It’s hard to believe, but we have now been in our new house for a month. We’re still buying things for it, and working on it – this weekend, I finally installed the cat flap, so now the cats can come and go as they please: we’re expecting to be woken by one of them trying to drag a moose in through the door, but at least we can reclaim some of our laundry room, which has been the cats’ own territory since they arrived.
I know that I am a homeowner again, because I have chores to do – laundry, vacuuming, dusting and so on. It no longer feels like a holiday, it feels normal. Well, mostly normal; there are some things about living in the Canadian style which still feel unfamiliar to us, and there are some which we may never get used to.

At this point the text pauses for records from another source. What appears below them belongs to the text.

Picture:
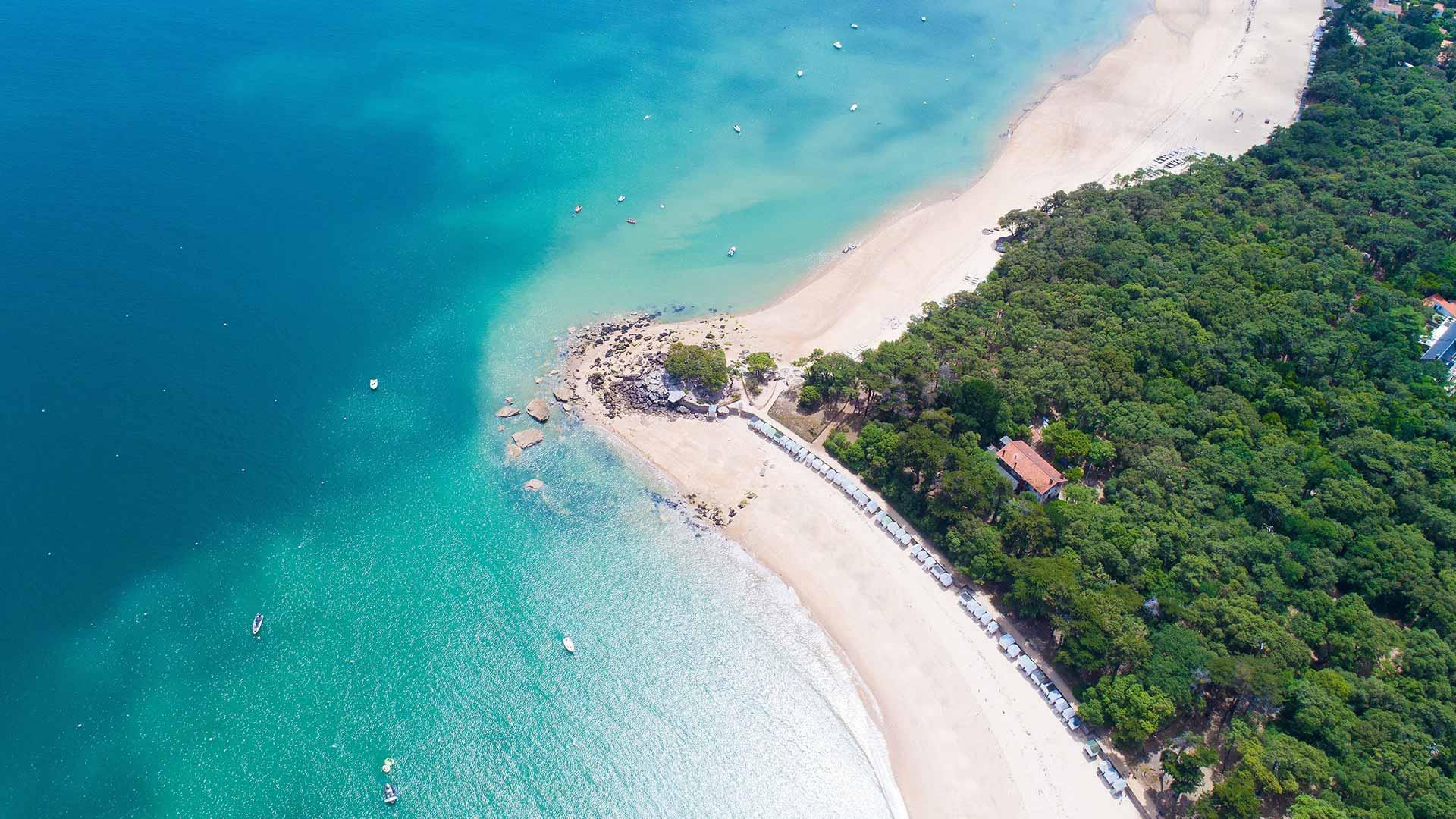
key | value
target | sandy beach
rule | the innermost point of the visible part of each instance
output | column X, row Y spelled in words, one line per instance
column 967, row 735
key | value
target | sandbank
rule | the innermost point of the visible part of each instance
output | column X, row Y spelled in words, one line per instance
column 967, row 735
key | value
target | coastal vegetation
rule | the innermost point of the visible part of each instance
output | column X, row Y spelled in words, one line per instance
column 1253, row 569
column 698, row 365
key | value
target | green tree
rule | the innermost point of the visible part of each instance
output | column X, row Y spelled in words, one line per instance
column 759, row 366
column 1133, row 713
column 695, row 363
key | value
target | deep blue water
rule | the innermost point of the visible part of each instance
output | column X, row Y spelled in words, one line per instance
column 220, row 221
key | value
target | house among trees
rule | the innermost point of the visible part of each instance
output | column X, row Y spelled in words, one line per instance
column 1440, row 341
column 1028, row 471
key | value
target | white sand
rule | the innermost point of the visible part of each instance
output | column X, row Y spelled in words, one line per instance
column 967, row 735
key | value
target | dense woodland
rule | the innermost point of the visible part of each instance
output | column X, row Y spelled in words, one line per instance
column 1253, row 567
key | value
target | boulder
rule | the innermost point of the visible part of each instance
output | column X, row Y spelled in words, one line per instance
column 539, row 410
column 528, row 439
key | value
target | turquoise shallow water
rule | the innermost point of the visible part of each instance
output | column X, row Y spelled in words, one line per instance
column 221, row 221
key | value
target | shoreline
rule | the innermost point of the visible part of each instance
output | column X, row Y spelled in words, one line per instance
column 960, row 723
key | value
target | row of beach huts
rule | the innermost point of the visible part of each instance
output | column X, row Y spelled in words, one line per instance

For example, we have no fences around our property, and no sidewalk outside. Yet this is a normal, suburban street – we have neighbours at either side, there are all the normal utilities and so on, we don’t live in the wilderness. It’s just that some things are different. Having no sidewalk (I can’t call it pavement, because that refers to the road surface, and the road surface is a whole other topic I’ll get round to in another letter) means that we walk to and from school in the roadway, which in turn promotes more careful driving habits than we’re used to, and – I think – a greater appreciation for road safety than our children are used to.
Where we lived in England, we were used to sharing the narrow streets with fast-moving vehicles, and I was used to having to watch the boys every step as we walked to school, but here there seems to be a better balance. The layout of the streets means that the pedestrian has more expectation of priority, and seems generally to get priority – it’s a wonder to me that more Canadians aren’t killed while on holiday in Europe; just try stepping in front of a turning car on an intersection in London!
So, externally, the house looks different, and internally we have much more space than we are accustomed to. On our first visit to the house, the boys set off exploring while we chatted in the family room, and after a while, I thought I should go and look for them. The result felt like going for a walk inside my own house – several flights of stairs, seemingly endless corridors and any number of rooms which they could have got lost in. It’s not just that the rooms are generally bigger than we were used to; there are so many of them. We still have two entire rooms – which will eventually become our living and dining rooms – which we simply do not use yet. We don’t have furniture for them yet, and we don’t need to use them.
The chat in the family room was with the previous owner of our house. We have been extremely lucky with this purchase; not only did we buy from people who had themselves gone through the process of emigrating from England, and orienting themselves in this place, but we bought from people who have been unfailingly friendly and helpful, and that has made the whole process much easier than it could have been.
As most of you will know, the process of buying and selling property in England (and I exclude Scotland from this deliberately) has become increasingly adversarial. Our own sale, which should have been straightforward, turned into an agony of waiting, bargaining and threats sadly familiar to many people these days. We consider ourselves lucky to have escaped from the process with more or less the amount of money we had asked for, and only a week later than planned. The possibility that the sale could have fallen through less than a week before we flew out still gives me sleepless nights, and our situation was not unusual, or even particularly bad.
In contrast, from the first contact we had with them, Andrew and Janet, and their family, made us feel welcome, and that we were all on the same side. Even as I grew more and more nervous about the late arrival of the funds, they kept telling us not to worry, that it would all be resolved. And it was.
But I’m saving the best until last. I almost didn’t tell this tale, because I don’t think it’s a typical Canadian situation, but it’s too good a story to miss. Before we arrived, Andrew and Janet invited us to a party. Said party to be held in the house we were about to buy, the weekend before we were due to move in. We accepted somewhat bemusedly, and turned up on the Saturday night not entirely sure what to expect. What we got, of course, was the most perfect introduction to a new house that it is possible to imagine. We had the chance to see the house in use, as it were, not just as a kind of museum piece, which is how most houses for sale are presented, and we got the precious opportunity to meet all our new neighbours. I’m not sure if we were sizing them up, or if they were sizing us up, but it was a fantastic experience, and the perfect way to get to know people. I think I should start a campaign to have a ‘handover party’ included in every property sale.
Then I think of the English system – mixing a contentious sale, where either party could still pull out, with alcohol and loud music might not be the best idea I’ve ever had. But it worked for us; after we’d seen the house full of people enjoying themselves, how could it not?
So, thank you to Andrew and Janet (and best wishes in your new home) and although our transaction was not exactly typical, it somehow seems right in keeping with everything else we’ve experienced so far – surprising, fun and welcoming.